Having run a Netware server at our company for 20 years we are now changing to Windows Server 2008 Standard. It is a bit of a struggle to understand the Share / NTFS permissions thing but I think I am getting a handle on it. What I can't figure out is this: How do I keep users who don't have permissions to certain folders from even seeing those folders on our server? When they get a directory it should only show the folders they can actually access. My structure is simple. I have several groups and each group is given appropriate access to whatever folders at the root they need access to. Then I have users assigned to those groups. This works fine. The different users can only get into the folders they should be able to. But they can see the other folders. I have the Users group assigned Full access to the root volume. I found if I didn't do that then they can't access the volume at all even if they had some kind of permissions on a folder within the volume. I removed Users from each of the root folder permissions, turned off inheritance, and added my individual groups to each root folder. Also, only the root volume has Sharing on. Please correct my configuration or describe the best way to set this up. Regards, Jim

What I can't figure out is this: How do I keep users who don't have permissions to certain folders from even seeing those folders on our server?
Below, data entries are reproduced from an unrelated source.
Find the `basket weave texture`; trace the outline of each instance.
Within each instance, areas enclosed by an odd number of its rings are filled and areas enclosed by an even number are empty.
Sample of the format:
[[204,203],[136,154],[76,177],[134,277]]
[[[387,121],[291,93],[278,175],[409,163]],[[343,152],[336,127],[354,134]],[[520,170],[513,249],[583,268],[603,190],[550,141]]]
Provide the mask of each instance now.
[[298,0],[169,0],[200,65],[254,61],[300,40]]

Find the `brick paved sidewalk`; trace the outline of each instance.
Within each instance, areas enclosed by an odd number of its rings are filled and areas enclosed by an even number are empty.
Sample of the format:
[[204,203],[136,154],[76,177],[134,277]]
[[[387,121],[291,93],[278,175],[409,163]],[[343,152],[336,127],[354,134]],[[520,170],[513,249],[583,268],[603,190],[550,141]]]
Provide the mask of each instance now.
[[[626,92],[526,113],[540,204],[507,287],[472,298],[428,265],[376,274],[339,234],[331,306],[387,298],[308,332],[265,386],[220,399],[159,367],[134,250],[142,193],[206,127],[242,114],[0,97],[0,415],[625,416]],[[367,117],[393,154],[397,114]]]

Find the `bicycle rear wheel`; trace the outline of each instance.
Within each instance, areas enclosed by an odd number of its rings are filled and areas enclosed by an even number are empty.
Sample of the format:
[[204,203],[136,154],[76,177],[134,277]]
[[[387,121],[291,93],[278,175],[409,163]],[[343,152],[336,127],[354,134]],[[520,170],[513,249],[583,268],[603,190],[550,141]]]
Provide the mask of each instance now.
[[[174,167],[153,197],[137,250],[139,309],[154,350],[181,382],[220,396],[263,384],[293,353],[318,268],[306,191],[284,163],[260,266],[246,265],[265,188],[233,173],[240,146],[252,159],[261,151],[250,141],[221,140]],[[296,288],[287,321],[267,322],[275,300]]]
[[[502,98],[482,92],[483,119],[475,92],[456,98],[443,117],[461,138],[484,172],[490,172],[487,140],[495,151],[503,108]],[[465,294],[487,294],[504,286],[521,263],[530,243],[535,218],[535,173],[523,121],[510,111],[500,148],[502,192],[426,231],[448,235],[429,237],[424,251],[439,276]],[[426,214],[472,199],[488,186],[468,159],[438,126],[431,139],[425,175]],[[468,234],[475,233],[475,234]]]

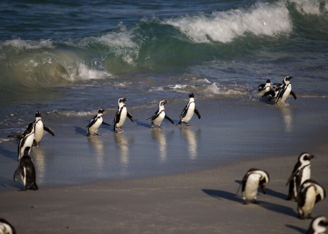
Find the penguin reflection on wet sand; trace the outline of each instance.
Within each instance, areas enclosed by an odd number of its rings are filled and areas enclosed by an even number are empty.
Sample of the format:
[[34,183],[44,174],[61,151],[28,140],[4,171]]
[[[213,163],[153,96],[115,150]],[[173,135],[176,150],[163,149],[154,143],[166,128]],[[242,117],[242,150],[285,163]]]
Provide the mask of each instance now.
[[[259,186],[262,192],[265,194],[266,192],[265,185],[269,180],[270,175],[266,171],[256,168],[249,169],[243,178],[241,184],[244,204],[248,204],[250,202],[257,204],[257,188]],[[240,188],[240,186],[237,194]]]
[[286,186],[289,184],[288,196],[286,200],[297,199],[297,192],[300,185],[311,178],[310,160],[314,157],[307,153],[303,153],[299,156],[292,174],[286,184]]
[[189,126],[188,122],[191,119],[194,113],[197,115],[198,119],[200,119],[200,114],[195,105],[194,96],[193,93],[190,93],[189,94],[189,101],[180,115],[180,117],[179,117],[180,121],[178,124],[181,124],[183,123],[186,126]]
[[325,234],[327,230],[328,219],[318,216],[312,220],[306,234]]
[[172,123],[172,124],[174,124],[174,122],[173,122],[173,120],[172,120],[170,118],[167,116],[165,114],[165,112],[164,111],[164,105],[165,105],[165,104],[167,103],[167,102],[168,102],[168,101],[167,100],[163,100],[161,101],[160,102],[160,104],[159,105],[159,109],[154,113],[151,117],[146,119],[146,120],[152,119],[152,128],[154,128],[154,125],[157,125],[158,128],[163,128],[161,127],[160,125],[162,121],[164,120],[164,118]]
[[115,117],[114,118],[114,131],[115,133],[118,133],[119,132],[122,132],[122,125],[125,122],[125,119],[127,116],[131,121],[133,122],[133,116],[132,116],[131,114],[128,112],[126,106],[124,104],[125,101],[127,101],[127,98],[121,98],[118,99],[118,109],[116,111],[116,113],[115,115]]
[[16,234],[15,228],[8,221],[0,218],[0,234]]
[[24,156],[20,159],[19,165],[15,171],[13,176],[14,181],[17,182],[18,176],[20,175],[24,185],[24,191],[26,191],[28,187],[33,190],[39,189],[35,182],[36,176],[34,165],[29,156],[30,149],[30,147],[25,148]]
[[315,204],[326,197],[325,189],[313,179],[305,180],[298,190],[297,211],[301,219],[311,219]]
[[98,110],[98,113],[90,121],[90,123],[86,126],[86,128],[87,128],[87,137],[93,135],[93,134],[98,136],[98,129],[101,124],[111,126],[110,124],[107,124],[102,121],[102,113],[104,112],[105,110],[103,109],[99,109]]

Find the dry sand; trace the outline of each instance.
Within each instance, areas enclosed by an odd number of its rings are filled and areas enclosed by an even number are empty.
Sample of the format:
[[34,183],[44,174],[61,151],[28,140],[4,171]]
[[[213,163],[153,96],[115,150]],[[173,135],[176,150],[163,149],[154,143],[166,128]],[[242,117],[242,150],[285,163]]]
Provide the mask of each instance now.
[[[325,149],[312,152],[312,177],[328,188]],[[296,203],[285,200],[286,180],[298,155],[232,162],[213,169],[37,191],[2,191],[1,216],[19,234],[305,233],[310,220],[297,218]],[[250,167],[271,180],[259,204],[236,195]],[[327,215],[328,203],[313,216]]]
When they get a directory it should only show the folders they can actually access.Hello Jiim,By default users will see all shares/folders eventhough they don't have the proper permissions to access it.To keep users from users from seeing folders that there aren't supposed to see, you will use Access Based Enumeration (ABE). You can enable it by opening the Share and Storage Management MMC to view your list of shares, open the properties for the target share, click Advanced and add the tick to Enable access-based enumeration.Isaac Oben MCITP:EA, MCSE

Hi, As Isaac explained, Access-based Enumeration is our solution. Please refer to the following article to configure Windows Server 2008. How to enable Access-based Enumeration for a Distributed File System (DFS) share in Windows Server 2008 http://support.microsoft.com/kb/961658 Please also refer to the following articles to get more information about NTFS: Best Practices for Securing Files with NTFS Permissions http://technet.microsoft.com/en-us/library/cc782737(WS.10).aspx Share and NTFS Permissions on a File Server http://technet.microsoft.com/en-us/library/cc754178.aspx Thanks.This posting is provided "AS IS" with no warranties, and confers no rights.

Thanks for the great, simple, answer. That did the trick. I knew it would be something simple, if not that obvious. Jim

I can't tag an answer. Would anybody be so kind as to do ? ShemsInformation is the most valuable commodity I know off.